The link to her website is https://www.gracefulchanges.co/
What have you sacrificed (both personally and professionally) at each stage of your career?
I struggled to find where I ‘fit’ and, for a long time, I felt I had to be a ‘something’ to have a career. I completed qualifications as a chartered accountant and a teacher in my desire to have what I thought was an ‘acceptable’ career. I was a good student and got a degree from Oxford University and I felt really under pressure to achieve ‘success’ even though actually, I am not a particularly ambitious person. Realising that I am good enough just as I am was a hard-fought lesson. In learning that, I certainly sacrificed my mental health at times. I have sacrificed external successes such as money and promotion to find the right balance in my life, and that is an ongoing project.
Who inspired you and why?
I am inspired by people who use their skills and energy to benefit others, and are not afraid to be different. At the moment, along with the rest of the world, I am inspired by Jacinda Ardern, the Prime Minister of New Zealand. Her effective handling of crises with empathy has been wonderful. Taking maternity leave, and then leading a country whilst also being a mum, including taking her baby to the United Nations general assembly, is breaking new ground.
I am also inspired by so many ‘ordinary’ women I know, who are smart, caring and make life better for their families and friends even in difficult circumstances. I have met some wonderful women through starting my own business.
What advice would you give to young women who want to succeed in the workplace?
I didn’t always feel comfortable in the workplace, and not sure I am the best person to advise on this question! I think women need to listen to their instincts about what feels right for them. The workplace is evolving, and I hope young women are part of that change. I have two (very young) daughters and I can’t even imagine what the workplace will be like for them!
Do you think women feel intimidated in business?
It is easy to feel intimidated in any environment without the right support. Friends, colleagues and mentors can help provide a much needed network.
Where will we find you on a Saturday morning at 10 a.m.?
I am writing this in lockdown, so ‘at home’ is the answer! In normal times, my husband and daughter go to Parkrun at 9.30am on a Saturday so this is often rare time that I get to be on my own.
What do you love about your job?
I love the flexibility, choosing my own agenda, and who to collaborate and work with.
What’s the best career decision you’ve ever made?
Still early days, but hopefully it is running my own business!
What’s the worst career decision you’ve ever made?
Taking jobs (more than one!) that I didn’t enjoy and blaming myself for making the decision.

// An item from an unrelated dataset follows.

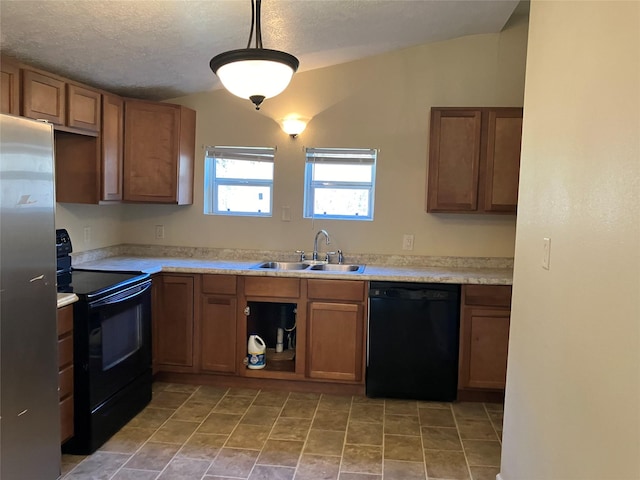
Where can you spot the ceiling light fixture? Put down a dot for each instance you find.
(254, 73)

How do you organise your time?
Now that I am a mother, time has become even trickier to organise. I keep many to do lists. I find that I have times when I am in ‘flow’ and can get lots done, and other times where it all falls apart! Trying to keep going and get the most done when I am in flow works for me. I am sure I could do better!

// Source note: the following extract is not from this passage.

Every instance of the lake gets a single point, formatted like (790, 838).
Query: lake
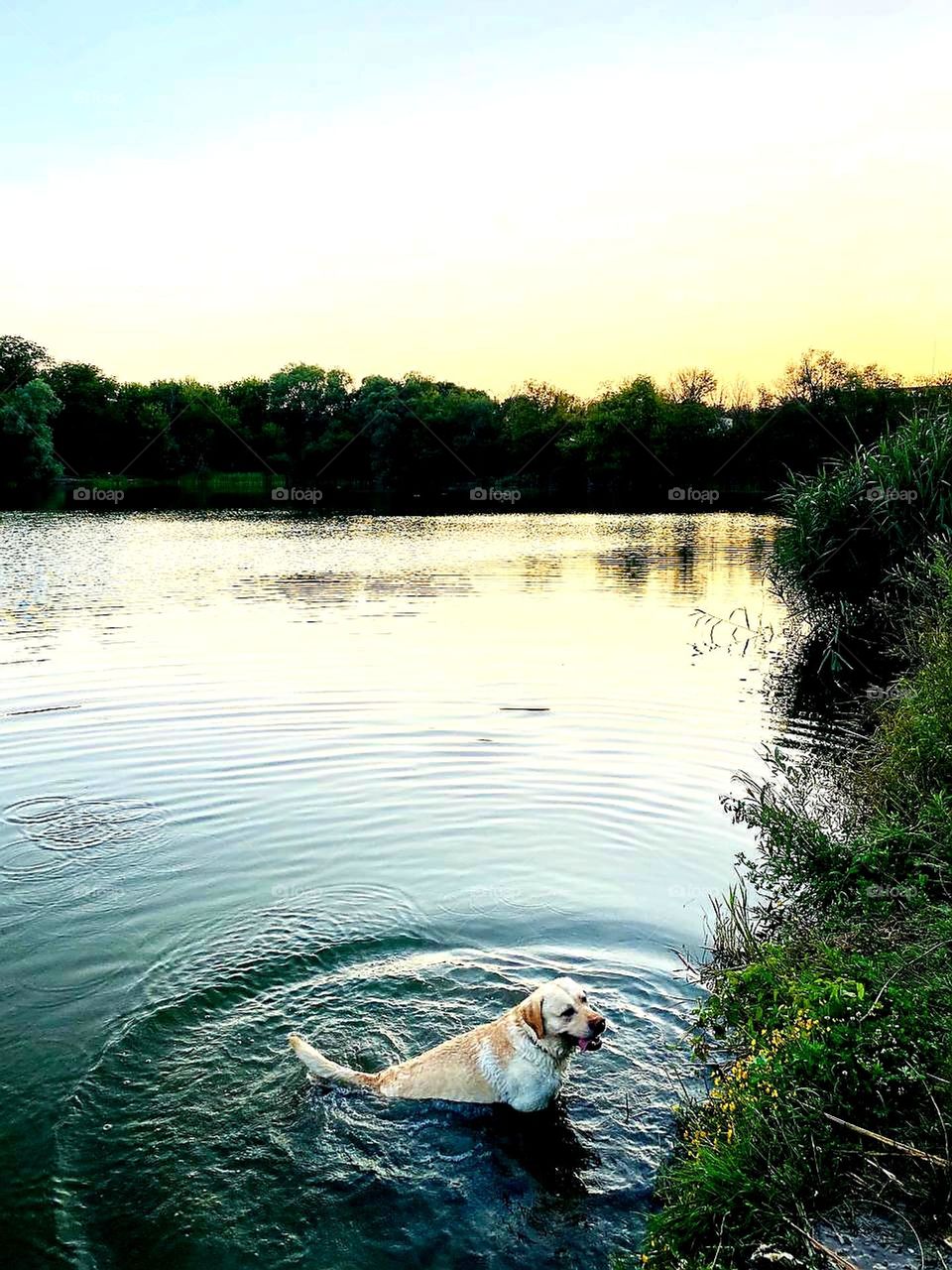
(370, 779)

What do you think is your greatest strength?
I am a logical thinker, and can turn my hand to most things in the workplace.

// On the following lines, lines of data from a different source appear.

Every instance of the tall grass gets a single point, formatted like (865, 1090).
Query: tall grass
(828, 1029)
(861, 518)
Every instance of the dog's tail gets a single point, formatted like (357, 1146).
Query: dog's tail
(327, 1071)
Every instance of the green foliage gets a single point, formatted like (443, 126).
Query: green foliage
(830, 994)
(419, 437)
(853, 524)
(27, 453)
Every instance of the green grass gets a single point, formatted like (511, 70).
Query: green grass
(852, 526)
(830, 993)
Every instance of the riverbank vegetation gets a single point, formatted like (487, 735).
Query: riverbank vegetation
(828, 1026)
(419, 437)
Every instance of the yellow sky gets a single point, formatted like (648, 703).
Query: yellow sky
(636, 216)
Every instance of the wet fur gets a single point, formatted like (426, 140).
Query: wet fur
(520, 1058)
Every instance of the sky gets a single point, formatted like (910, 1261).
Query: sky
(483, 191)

What do you think is your greatest weakness?
I can be too self- critical and worry too much.
How do you make decisions?
Usually quite instinctively and quickly.
What do you read?
Since having children, I listen to fiction on audible much more than reading. My 3 year old daughter is a bookworm, so I read lots of picture books!
What do you think are the secrets behind getting to where you’ve got to?
Keeping going, don’t fear failure and be open to new things.